When we left Joseph, Oregon, temperatures in eastern Washington were edging up near 90 degrees. Too hot for us, so we planned a short series of travel days to move us quickly north to Highway 20, the North Cascades Highway, which we will follow through the Cascades to western Washington. Three reasonably short hops took us from Joseph into Washington’s unusual Palouse; from the arid Palouse to pretty (and busy) Wenatchee, along the truly mighty Columbia River; and today, from Wenatchee through the terraced apple, pear and cherry orchards stepping down to the Columbia and into the Methow Valley, where we landed in Twisp. Such a variety of scenery!
The day we drove from Joseph to a remote RV park (Tucannon River RV Park) near tiny, tiny Starbuck, we didn’t plan to do any sightseeing. We knew it would be hot, and that we would have a pull through site, so we planned to leave Jules hooked on behind Scoopy for an early morning departure. To lock onto the TV satellite signal, though, we needed to back up just a bit in our site – which meant we had to unhook Jules, not a big deal.
Once we settled in, with Jules free of the hitch, we figured we might as well take a little drive – and we’re glad we did! On my last post, I included a photo of a train crossing a looooong trestle over the Snake River, about a dozen miles from the campground. We could see on our map that Palouse Falls State Park was not too far past the trestle, so we kept driving. Just before we gave up and turned around, we found the state park turn off. Two miles down an oiled dirt road, we found a parking lot – and an incredible sight in this arid, arid, land: a massive, 180’ waterfall!
We couldn’t believe it – totally awe-inspiring, particularly with the unusually high snowmelt this year. It was thunderous! Even more amazing, a crazy kid has gone over this fall in a kayak, setting a world record! You can see it here (the video is about 3 1/2 minutes long):
We left our campground early the next morning, hoping to arrive in Wenatchee before the hottest part of the forecast 90 degrees. I was glad we had decided to take these small back roads through the remote reaches of Eastern Washington, avoiding the Tri-Cities area and the major highways, as the scenery was unusual and dramatic (and, of course, is now on the “Return in the Right Season” list). Once again, we crossed the Snake River, than climbed out of the canyon into the rolling hills of the Palouse – still arid, but the desert here has been tamed by irrigation. Now, this is wheat country.
Before long, we picked up a wider road, then a wider and straighter road, then a major highway – and a long, long descent down to the Columbia River towards Wenatchee. Even with a fuel stop, we rolled into Wenatchee River County Park (click here to read our review) before 1 pm check-in time (in fact, a little before the 12 noon check-OUT time). Happily, our site was empty so we pulled right in.
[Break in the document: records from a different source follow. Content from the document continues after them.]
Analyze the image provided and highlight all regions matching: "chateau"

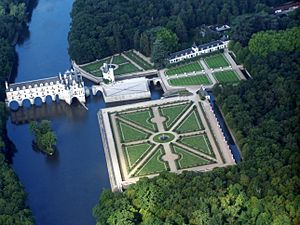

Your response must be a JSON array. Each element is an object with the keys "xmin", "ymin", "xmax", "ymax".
[{"xmin": 168, "ymin": 40, "xmax": 229, "ymax": 63}]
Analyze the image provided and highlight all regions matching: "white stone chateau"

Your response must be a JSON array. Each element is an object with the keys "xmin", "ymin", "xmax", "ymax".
[
  {"xmin": 168, "ymin": 40, "xmax": 229, "ymax": 63},
  {"xmin": 5, "ymin": 70, "xmax": 85, "ymax": 106}
]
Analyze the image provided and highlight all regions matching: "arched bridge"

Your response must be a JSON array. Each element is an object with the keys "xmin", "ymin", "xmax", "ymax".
[{"xmin": 5, "ymin": 70, "xmax": 85, "ymax": 106}]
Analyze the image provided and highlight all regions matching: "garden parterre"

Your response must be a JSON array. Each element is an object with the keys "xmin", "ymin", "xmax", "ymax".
[{"xmin": 102, "ymin": 97, "xmax": 234, "ymax": 190}]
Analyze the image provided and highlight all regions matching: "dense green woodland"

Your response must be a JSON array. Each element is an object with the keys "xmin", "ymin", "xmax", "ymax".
[
  {"xmin": 86, "ymin": 0, "xmax": 300, "ymax": 225},
  {"xmin": 0, "ymin": 0, "xmax": 35, "ymax": 225},
  {"xmin": 69, "ymin": 0, "xmax": 293, "ymax": 63},
  {"xmin": 94, "ymin": 28, "xmax": 300, "ymax": 225}
]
The park was a green oasis on a hot day, but we had chores to do – namely, a trip to Costco. Before we did that, I caught up a bit on the internet, sending an email off to our friends Jim and Diane in Chelan, 60 miles away, and following up on a comment on my campground review of Tucannon River RV Park. Then, off we went.
And it was HOT!
With the temperature pushing 90 when we got home, we took it easy, had a light dinner and then… along came a breeze, then a wind – and with it, a 20 degree drop in temperature in about 30 minutes. Turn off the A/C! Open the windows! By around 7:30, I had my toes buried deep in my fluffy slippers as I read… NICE!
Friday morning brought a wonderful surprise: an email from Vladimir and Susan inviting us to dinner at their cabin 15 miles up the road from our campsite. Vladimir and I connected on the internet when he left a comment on my campsite blog, and he had offered helpful advice about the area we are planning to travel when I posted some questions on the Escapee Forums. We quickly took them up on the offer to visit for dinner – heck, yes - then headed off for a walk along the Columbia River and a few more urban errands (Safeway and Target).
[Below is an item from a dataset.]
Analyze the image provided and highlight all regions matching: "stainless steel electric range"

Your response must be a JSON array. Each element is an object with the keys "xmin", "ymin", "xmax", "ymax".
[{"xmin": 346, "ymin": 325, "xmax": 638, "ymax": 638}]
The evening was spent at the end of a dirt road on the edge of a lovely mountain meadow at the cabin of Vladimir and Susan. Though they live in Wenatchee, they have a wonderful, solar powered cabin in the nearby mountains, Camas Meadow Lodge (click here for photos from their rental website). What a wonderful get-away.
As always with other RV’ers, we had plenty to talk about: Vladimir, a retired forester, shared his detailed knowledge of the areas we plan to travel next; we were able to pass along information about Escapee RV parks, Elks RV parking, etc. Alli, their poised and articulate daughter (and really, really cute) arrived from Seattle with a special dry rub for salmon, and soon we were all digging into grilled salmon, green beans and Caesar salad, along with copious amounts of Washington-produced wine. It was a night to remember – thanks so much, Vlad and Susan (and Alli). By the way, heading down the road, we saw what appeared to be a tiny little owl sitting on the road, looking much like a large pinecone, but with a head – and it flew off when we drove slowly around it. Saw a small fox, too.
And then it was Saturday already! Busy as we were, we managed to make a plan to meet Jim and Diane for lunch today. THEY were making a trip to Wenatchee to pick up their grandkids; we were traveling in their direction as we continued north towards the Cascade Highway. We met in between, at a fruit stand/café with a parking lot big enough to accommodate Scoopy while we ate lunch and visited with each other for a couple of hours. The weather was perfect for sitting outdoors in the lovingly tended garden while we ate lunch, caught up on several months worth of travels, and downed fresh Bing and Rainier cherries.
It was a short travel day: 35 miles to the café, with another 60 miles to go after lunch. Tonight we’re settled at Riverbend RV Park in Twisp (click here to read our review and see photos), in a nice site facing the Methow River. Tomorrow we’ll begin exploring but, for now? Relaxation time.
One of many, many fruit stands along the banks of the Columbia heading north.
Climbing higher, into the Methow Valley towards Twisp.